Das Potential, das im Ruhrgebiet steckt, lässt sich anhand von Zahlen verdeutlichen: im Dynamikranking des Städtetests von WirtschaftsWoche, des Instituts der deutschen Wirtschaft Köln Consult (IW Consult) GmbH und Immoscout24 Ende letzten Jahres konnten sich in den vergangenen Jahren fast alle größeren Städte des Ruhrgebiets verbessern. Das Dynamikranking bildet dabei die Veränderungen der vergangenen Jahre ab, und zwar im Hinblick auf Faktoren wie beispielsweise Arbeitsplatzquote, Wohnkosten, Bauaktivitäten. Sprünge um 11, 12 oder 17 Plätze nach oben waren für einzelne Städte an Lippe, Rhein und Ruhr zu verzeichnen. So reihte sich Dortmund mit Platz 5 unter die Top 10 der deutschen Städte im Dynamikranking ein. Herne schaffte es nach einem Sprung von 17 Plätzen ins Mittelfeld des Rankings. Dabei ließen einige Ruhrgebietsstädte wirtschaftliche Metropolen Deutschlands wie München hinter sich. Bochum reihte sich auf Platz 21 direkt vor Hamburg und ganze sieben Plätze vor Frankfurt am Main ein.
Zur Wahrheit gehört aber, auch, dass der „Kraftraum“-Ruhrgebiet, sich aber leider mit zwei Geschwindigkeiten entwickelt. Es gibt aber leider auch Städte, die im Dynamikranking des Städtetests unten bleiben, trotz Verbesserungen innerhalb der letzten fünf Jahre. Hierzu zählen zum Beispiel Gelsenkirchen (Platz 61) und Hagen (Platz 67).
Dabei kann auch in Gelsenkirchen erhebliches Entwicklungspotential entfaltet werden. Es gibt dort heutzutage eher zu viele Wohnungen mit einem hohen Anteil an schlichten Wohnungen, die den heutigen Anforderungen nicht mehr Rechnung tragen. Die Konsequenz müsste ein Stadtumbau in Städten wie Gelsenkirchen sein, mit dem Rückbau und der Aufwertung von Wohnraum. Hiervon könnte auch das in unmittelbarer Nähe befindliche Bochum als prosperierende Stadt mit Menschen, die Wohnungen suchen, profitieren. Dafür benötige das Ruhrgebiet Erleichterungen bei der Vergabe von Bundesmitteln in der Städtebauförderung. Nach der Wende gab es für die ostdeutschen Länder ein Programm „Stadtumbau Ost“, denn die neuen Bundesländer hatten damals große Probleme mit ihren Plattenbauten. Solch ein Programm „Stadtumbau West“ wäre für das Ruhrgebiet ein großer Gewinn.

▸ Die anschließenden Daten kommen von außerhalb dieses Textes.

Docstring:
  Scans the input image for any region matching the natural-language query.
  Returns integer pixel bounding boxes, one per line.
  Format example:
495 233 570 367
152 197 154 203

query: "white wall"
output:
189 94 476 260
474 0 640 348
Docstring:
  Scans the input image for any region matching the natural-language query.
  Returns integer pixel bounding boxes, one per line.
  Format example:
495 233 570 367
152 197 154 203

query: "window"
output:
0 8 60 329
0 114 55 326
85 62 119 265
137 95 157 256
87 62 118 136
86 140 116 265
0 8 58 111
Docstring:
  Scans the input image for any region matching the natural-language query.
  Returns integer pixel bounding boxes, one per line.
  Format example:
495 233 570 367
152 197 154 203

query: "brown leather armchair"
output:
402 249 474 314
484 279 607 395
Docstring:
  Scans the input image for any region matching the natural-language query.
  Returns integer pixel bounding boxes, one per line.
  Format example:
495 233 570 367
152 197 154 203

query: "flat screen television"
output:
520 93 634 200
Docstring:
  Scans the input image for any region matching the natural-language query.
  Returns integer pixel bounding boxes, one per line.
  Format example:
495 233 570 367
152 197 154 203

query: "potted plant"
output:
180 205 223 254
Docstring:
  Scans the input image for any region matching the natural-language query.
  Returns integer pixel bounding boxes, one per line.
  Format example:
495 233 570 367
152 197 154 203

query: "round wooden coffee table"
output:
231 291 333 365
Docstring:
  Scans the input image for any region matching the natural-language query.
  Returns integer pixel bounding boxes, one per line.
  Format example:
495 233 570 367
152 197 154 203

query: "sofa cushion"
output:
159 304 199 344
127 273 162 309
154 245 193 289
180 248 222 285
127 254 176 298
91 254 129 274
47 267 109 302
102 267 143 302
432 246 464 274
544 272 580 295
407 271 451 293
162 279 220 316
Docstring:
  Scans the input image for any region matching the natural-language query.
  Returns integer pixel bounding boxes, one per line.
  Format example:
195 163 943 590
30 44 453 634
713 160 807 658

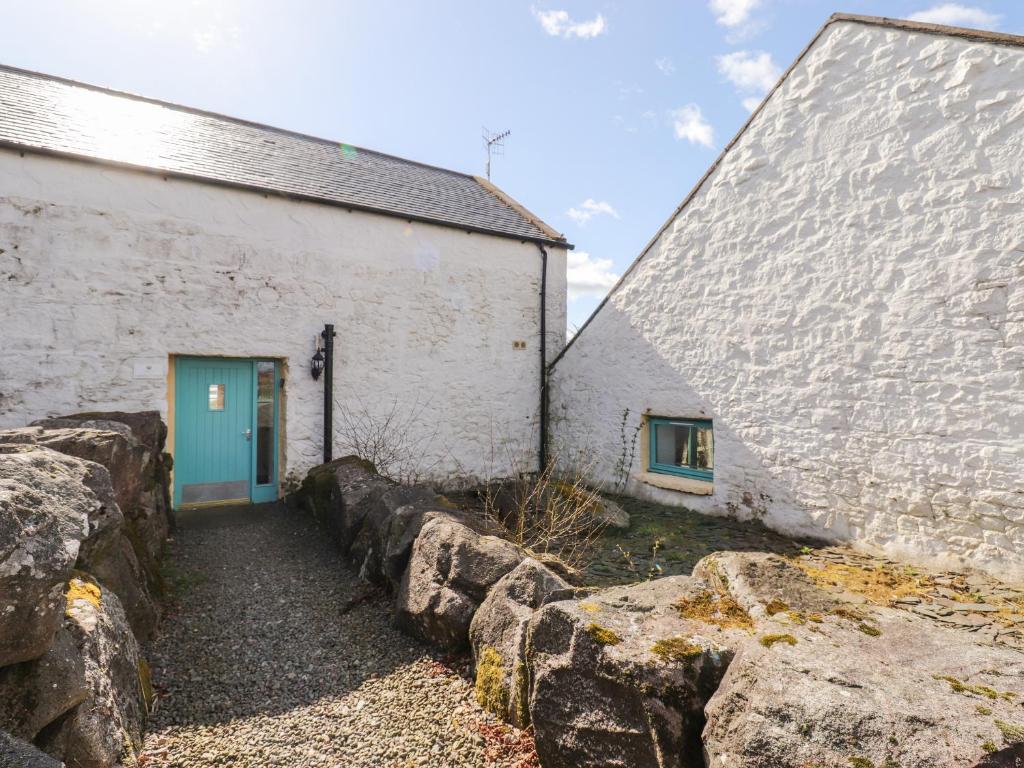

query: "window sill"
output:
637 472 715 496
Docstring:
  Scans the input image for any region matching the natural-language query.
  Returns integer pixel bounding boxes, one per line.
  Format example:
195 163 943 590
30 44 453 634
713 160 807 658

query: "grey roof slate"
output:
0 66 565 245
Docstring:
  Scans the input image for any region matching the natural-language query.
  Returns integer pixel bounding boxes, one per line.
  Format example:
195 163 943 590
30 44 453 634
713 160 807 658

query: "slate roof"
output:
0 66 567 246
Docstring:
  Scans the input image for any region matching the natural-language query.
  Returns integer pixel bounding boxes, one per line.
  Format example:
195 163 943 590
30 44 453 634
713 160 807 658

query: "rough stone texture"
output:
300 456 394 554
552 22 1024 579
395 518 523 651
526 577 748 768
0 445 91 667
36 583 146 768
349 485 438 584
0 730 63 768
0 627 89 741
0 151 566 479
469 557 570 728
0 428 166 638
593 498 630 530
693 552 839 620
35 411 171 569
703 609 1024 768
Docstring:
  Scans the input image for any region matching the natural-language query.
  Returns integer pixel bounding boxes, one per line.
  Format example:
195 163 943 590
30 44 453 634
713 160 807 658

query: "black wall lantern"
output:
309 336 324 381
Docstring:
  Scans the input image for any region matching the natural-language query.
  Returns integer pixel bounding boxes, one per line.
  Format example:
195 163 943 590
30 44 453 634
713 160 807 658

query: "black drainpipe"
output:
537 243 548 473
321 323 335 464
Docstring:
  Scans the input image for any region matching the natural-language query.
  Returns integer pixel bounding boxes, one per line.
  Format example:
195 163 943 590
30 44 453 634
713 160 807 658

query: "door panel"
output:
174 357 255 507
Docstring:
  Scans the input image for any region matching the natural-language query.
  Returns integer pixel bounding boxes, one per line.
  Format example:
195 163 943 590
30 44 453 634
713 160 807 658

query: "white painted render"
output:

Ein Beispiel, an dem die positive dynamische Entwicklung im Ruhrgebiet aufgezeigt werden kann, stellt das Projekt „Mark 51°7“ in Bochum dar. Nachdem der Automobilkonzern Opel seine insgesamt über 70 Hektar große Fläche in Bochum aufgegeben hat, wird diese Fläche zu einem innovativen Standort für Wissenschaft, Gewerbe und Industrie entwickelt. Tausende Arbeitsplätze entstehen auf diesem Gelände. So zeichnet sich klar ab, was ein Erfolgsfaktor für eine positive Standortentwicklung im Ruhrgebiet ist: Da wo Industrie war, muss auch wieder Industrie hin.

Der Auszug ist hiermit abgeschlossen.